Em sua coluna de domingo [13/4/08], a ombudsman do Washington Post, Deborah Howell, avaliou a importância dos seis prêmios Pulitzer ganhos pelo diário em cerimônia no dia 7/4. ‘Os prêmios são oferecidos de jornalistas para jornalistas. Mas eles significam algo para os leitores, em especial neste período de cortes na indústria jornalística?’, indaga ela. ‘Talvez seja mais fácil dizer o que eles não significam: eles não significam que o declínio da circulação irá melhorar. Não significam que teremos mais anúncios e nem que o programa de demissão voluntária será interrompido’. Para o leitor Mark LaBarre, o reconhecimento trazido por um Pulitzer é uma medida universal da reputação de um jornal. ‘É um sinal de que o jornal valoriza e encoraja seus jornalistas’, defende.

Segundo Deborah, a premiação revela que o sofrimento dos veteranos de guerra no Centro Médico Walter Reed, em Washington, foi atenuado devido ao trabalho das repórteres Dana Priest e Anne Hull e do fotógrafo Michel du Cille, que ganharam a categoria mais cobiçada do Pulitzer, a de Serviço Público. A série sobre os maus-tratos no hospital militar causou a renúncia do diretor da instituição, do secretário geral do Exército e de um cirurgião geral. O Post continua a cobrir o caso, que deu ao jornal sua quarta Medalha de Ouro por Serviço Público – a terceira em uma década.

Steve Fainaru, que venceu na categoria Reportagem Internacional, proporcionou aos leitores do Post mais esclarecimentos sobre as empresas de segurança no Iraque.
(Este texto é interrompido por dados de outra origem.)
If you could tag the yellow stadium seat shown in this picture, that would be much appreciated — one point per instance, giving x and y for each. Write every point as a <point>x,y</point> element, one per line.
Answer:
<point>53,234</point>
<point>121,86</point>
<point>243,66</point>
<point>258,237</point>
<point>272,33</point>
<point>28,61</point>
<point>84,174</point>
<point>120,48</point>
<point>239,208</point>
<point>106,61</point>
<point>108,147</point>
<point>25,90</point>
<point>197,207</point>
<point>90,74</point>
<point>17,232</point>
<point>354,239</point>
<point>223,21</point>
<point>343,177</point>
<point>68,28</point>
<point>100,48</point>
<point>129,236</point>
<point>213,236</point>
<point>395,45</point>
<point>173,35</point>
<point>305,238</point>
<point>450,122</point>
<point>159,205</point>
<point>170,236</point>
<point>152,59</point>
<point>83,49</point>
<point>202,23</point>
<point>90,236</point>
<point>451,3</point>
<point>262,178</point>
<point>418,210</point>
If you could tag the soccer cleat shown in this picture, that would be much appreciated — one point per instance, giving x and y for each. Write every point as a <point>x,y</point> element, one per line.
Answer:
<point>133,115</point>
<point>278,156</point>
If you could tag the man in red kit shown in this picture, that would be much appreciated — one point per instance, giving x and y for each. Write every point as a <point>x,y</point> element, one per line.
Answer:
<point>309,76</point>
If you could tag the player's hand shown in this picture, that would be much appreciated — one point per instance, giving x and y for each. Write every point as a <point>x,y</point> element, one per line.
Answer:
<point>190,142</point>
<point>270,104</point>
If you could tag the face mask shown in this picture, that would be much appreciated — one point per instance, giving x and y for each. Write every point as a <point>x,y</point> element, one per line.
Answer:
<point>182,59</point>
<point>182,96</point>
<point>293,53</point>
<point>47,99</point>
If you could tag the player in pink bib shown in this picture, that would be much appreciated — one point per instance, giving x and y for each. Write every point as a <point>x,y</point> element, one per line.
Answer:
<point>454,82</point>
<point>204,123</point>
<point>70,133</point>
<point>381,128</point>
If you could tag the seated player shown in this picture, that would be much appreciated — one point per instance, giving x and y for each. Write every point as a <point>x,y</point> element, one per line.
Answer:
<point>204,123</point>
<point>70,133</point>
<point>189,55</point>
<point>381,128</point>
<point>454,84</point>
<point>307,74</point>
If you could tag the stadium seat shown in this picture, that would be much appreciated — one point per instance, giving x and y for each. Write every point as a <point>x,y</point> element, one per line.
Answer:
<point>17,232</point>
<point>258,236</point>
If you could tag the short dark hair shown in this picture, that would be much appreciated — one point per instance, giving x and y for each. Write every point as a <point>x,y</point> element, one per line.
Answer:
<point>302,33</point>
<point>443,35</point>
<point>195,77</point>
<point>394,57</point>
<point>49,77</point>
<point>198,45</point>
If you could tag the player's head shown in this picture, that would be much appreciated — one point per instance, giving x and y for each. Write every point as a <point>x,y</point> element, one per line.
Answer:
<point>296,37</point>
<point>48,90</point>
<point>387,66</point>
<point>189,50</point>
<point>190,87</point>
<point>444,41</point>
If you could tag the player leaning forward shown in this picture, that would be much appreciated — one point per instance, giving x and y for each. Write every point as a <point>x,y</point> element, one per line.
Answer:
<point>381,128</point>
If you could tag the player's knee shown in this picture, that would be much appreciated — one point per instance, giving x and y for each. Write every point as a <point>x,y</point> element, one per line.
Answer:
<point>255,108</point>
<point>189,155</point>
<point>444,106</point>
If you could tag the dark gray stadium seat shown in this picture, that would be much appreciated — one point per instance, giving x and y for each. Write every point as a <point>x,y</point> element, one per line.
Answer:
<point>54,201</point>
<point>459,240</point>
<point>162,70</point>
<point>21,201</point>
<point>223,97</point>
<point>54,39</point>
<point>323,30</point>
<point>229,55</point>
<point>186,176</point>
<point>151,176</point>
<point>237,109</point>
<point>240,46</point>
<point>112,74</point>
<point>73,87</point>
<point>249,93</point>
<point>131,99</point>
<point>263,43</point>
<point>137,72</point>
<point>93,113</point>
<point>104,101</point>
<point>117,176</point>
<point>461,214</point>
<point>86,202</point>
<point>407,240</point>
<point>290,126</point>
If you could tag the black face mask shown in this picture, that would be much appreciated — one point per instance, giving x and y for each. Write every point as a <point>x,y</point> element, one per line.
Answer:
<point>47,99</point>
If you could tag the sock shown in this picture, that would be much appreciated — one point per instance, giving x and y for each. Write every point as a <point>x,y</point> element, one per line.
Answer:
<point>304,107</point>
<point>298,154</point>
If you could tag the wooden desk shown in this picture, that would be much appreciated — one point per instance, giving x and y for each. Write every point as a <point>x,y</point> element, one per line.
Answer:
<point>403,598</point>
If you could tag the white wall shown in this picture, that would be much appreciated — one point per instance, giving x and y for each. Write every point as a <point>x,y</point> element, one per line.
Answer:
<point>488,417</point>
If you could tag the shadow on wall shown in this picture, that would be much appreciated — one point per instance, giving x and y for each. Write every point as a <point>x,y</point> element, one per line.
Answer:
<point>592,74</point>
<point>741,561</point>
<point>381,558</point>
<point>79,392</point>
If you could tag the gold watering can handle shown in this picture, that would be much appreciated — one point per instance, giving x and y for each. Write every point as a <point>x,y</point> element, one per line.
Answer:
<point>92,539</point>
A equipe do Post como um todo ganhou o prêmio pelo modo como cobriu uma matéria que a maior parte das pessoas não gostaria de ler – o massacre da universidade Virginia Tech. Os leitores também puderam saber o quão poderoso é o vice-presidente Dick Cheney e como ele dominou as políticas federais em temas com os quais se importava. Os repórteres Barton Gellman e Jo Becker (hoje no New York Times) passaram um ano trabalhando na série sobre Cheney – e levaram o prêmio de Reportagem Nacional.

O colunista econômico Steven Pearlstein escreve sobre economia há um ano em uma linguagem acessível aos leitores – o que lhe rendeu o prêmio de Comentários. Gene Weingarten faturou o Pulitzer de Reportagem Especial por uma brincadeira em que o violinista mundialmente famoso Joshua Bell tocou um Stradivarius, que vale US$ 3 milhões, no metrô de Washington, passando-se por desconhecido.

Por trás de um prêmio

Por trás de cada prêmio há editores que não são mencionados, mas que fizeram a revisão e captaram erros, escreveram títulos e fizeram o design das páginas, seja na versão impressa ou online, lembra Deborah. Desde que Eugene Meyer comprou o diário, em 1933, o Post já ganhou 47 Pulitzer, em sua maioria sob o comando da publisher Katharine Graham, filha de Meyer; de Don Graham, seu neto; e de Bo Jones, publisher até fevereiro passado, quando a bisneta de Meyer, Katharine Weymouth, assumiu o jornal. Desde que Leonard Downie Jr. se tornou editor-executivo, em 1991, 25 Pulitzer foram ganhos – a maior quantidade na carreira de qualquer editor americano.